Question

Two water taps together can fill a tank in $9\frac{3}{8}$ hours. The tap of larger diameter takes $10$ hours less than the smaller one to fill the tank separately. Find the time(in hrs.) in which tap of smaller diameter can separately fill the tank.

• A. $\frac{-25}{4}$
• B. $25$
• C. $24$
• D. $\frac{25}{4}$

Answer 1

Answer: (B)

Consider that the tap with smaller diameter fills the tank in $x$ hours.

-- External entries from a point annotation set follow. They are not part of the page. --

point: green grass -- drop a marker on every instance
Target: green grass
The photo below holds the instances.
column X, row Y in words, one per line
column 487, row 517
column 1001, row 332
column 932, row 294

Then, the tap with larger diameter fills the tank in $x-10$ hours.

This shows that the tap with a smaller diameter can fill $\frac{1}{x}$ part of the tank in 1 hour. Similarly, the tap with larger diameter can fill $\frac{1}{x-10}$ part of the tank in 1 hour.

It is given that the tank is filled in $\frac{75}{8}$ hours that is, the taps fill $\frac{8}{75}$ part of the tank in 1 hour. Then,

$\frac{1}{x}+\frac{1}{x-10}=\frac{8}{75}$

$\frac{x-10+x}{x\left(x-10\right)}=\frac{8}{75}$

$\frac{2x-10}{x^2-10x}=\frac{8}{75}$

$75\left(2x-10\right)=8\left(x^2-10x\right)$

$150x-750=8x^2-80x$

$8x^2-230x+750=0$

$4x^2-115x+375=0$

$4x^2-100x-15x+375=0$

$4x\left(x-25\right)-15\left(x-25\right)=0$

$\left(4x-15\right)\left(x-25\right)=0$

$4x-15=0$

$x=\frac{15}{4}$

Or,

$x-25=0$

$x=25$

When $x=\frac{15}{4}$, then, $x-10=\frac{15}{4}-10$

$=\frac{15-40}{4}$

$=-\frac{25}{4}$

This cannot be possible because time can never be negative.

When $x=25$, then,

$x-10=25-10$

$x=25$

Therefore, the tap of smaller diameter can separately fill the tank in 25 hours.